Il campionato che tutti dicono di voler portare a termine (ma è davvero così?) e che nessuno ha il coraggio di riconoscere, almeno pubblicamente, come e quanto finirebbe per essere ridicolo. E sbagliato. E persino la negazione stessa dei principi sportivi. In questo senso chiarissimo è già stato Gabriele Gravina, presidente della Figc: "Non sarò io il becchino del calcio italiano", ha detto. Della serie: lo faccia qualcun altro, il becchino. E in ogni caso complimenti per la sensibile e azzeccata metafora utilizzata, in questo momento tragico e dolorosissimo per tutti.

Domani in Italia inizia la Fase 2: un concentrato di rischi necessari e pericoli non più rimandabili. Oltre 4 milioni e mezzo di lavoratori faranno le prove generali per vedere quel che resta e cosa resta di molte attività.
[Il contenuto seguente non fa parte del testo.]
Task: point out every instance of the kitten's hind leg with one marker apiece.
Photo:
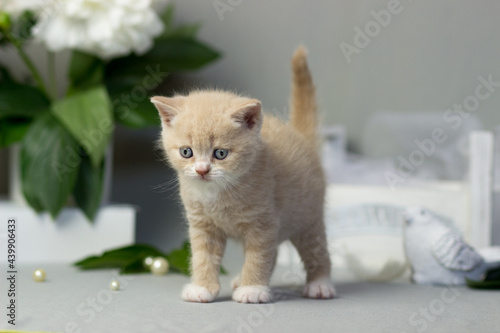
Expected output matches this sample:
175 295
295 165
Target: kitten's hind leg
207 247
259 258
313 250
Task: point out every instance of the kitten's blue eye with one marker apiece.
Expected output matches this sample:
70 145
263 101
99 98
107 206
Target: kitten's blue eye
186 152
220 154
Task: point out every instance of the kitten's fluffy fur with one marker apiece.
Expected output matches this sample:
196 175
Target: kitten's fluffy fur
268 189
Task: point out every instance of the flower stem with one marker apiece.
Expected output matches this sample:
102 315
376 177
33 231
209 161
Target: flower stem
52 74
29 64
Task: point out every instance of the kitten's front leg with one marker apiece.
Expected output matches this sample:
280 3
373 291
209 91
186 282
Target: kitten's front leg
207 248
257 269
Con l'incognita di come si muoverà chi deve utilizzare i mezzi pubblici, come si gestisce uno spazio lavorativo che deve assecondare normative e regole nuove, necessarie, vitali. Con l'incognita di quella curva del contagio da tenere sotto costante monitoraggio per verificare cosa succede, per decidere se si possa andare avanti con la fase di graduale ritorno alla normalità o se, invece, fermi tutti si torna indietro.
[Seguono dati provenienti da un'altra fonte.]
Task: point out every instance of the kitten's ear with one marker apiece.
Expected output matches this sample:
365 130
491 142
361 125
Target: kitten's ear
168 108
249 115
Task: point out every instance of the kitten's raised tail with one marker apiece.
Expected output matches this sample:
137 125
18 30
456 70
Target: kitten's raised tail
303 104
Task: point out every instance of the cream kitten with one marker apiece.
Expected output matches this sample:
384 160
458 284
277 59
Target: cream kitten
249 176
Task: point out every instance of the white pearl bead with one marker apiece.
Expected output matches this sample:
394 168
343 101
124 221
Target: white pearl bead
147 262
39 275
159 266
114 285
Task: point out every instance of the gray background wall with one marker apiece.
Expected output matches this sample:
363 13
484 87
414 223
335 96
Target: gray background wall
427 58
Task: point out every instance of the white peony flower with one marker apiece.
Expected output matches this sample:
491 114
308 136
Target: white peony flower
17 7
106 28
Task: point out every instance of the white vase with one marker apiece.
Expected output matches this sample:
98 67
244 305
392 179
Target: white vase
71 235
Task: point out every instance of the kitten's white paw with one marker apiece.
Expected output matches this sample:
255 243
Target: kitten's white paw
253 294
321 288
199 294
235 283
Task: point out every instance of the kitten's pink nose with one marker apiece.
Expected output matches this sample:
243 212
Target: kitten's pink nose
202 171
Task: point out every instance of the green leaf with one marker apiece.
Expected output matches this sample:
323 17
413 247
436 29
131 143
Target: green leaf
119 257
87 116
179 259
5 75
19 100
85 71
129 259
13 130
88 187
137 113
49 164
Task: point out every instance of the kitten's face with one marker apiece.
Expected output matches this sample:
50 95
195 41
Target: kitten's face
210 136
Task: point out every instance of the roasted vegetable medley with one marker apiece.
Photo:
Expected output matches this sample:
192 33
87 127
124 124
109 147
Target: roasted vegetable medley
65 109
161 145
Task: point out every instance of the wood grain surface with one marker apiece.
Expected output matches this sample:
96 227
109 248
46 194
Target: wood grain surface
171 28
Incognite, tentativi, esperimenti. Con in gioco non uno scudetto ma la salute, la capacità economica, la tenuta sociale di milioni di persone e di un Paese. Qualcuno, in tutto questo, si lamenta di non potersi allenare in un centro sportivo, altri lo potranno fare e questo è un discorso diverso. Chi si lamenta di non poter tornare ad allenarsi il 4 maggio davvero ignora che l'allenamento individuale è solo l'ultimo dei problemi quando invece impossibile diventa pensare agli allenamenti di gruppo, ai contatti, al sudore e agli spazi condivisi? Per tacere delle misure che si renderebbero necessarie per sterilizzare gli ambienti e monitorare la salute di atleti e staff tramite tamponi continui per poter tornare a giocare delle partite. Inutile, perché ovvio, pensare a un castello di carte pronto a crollare al primo caso di positività.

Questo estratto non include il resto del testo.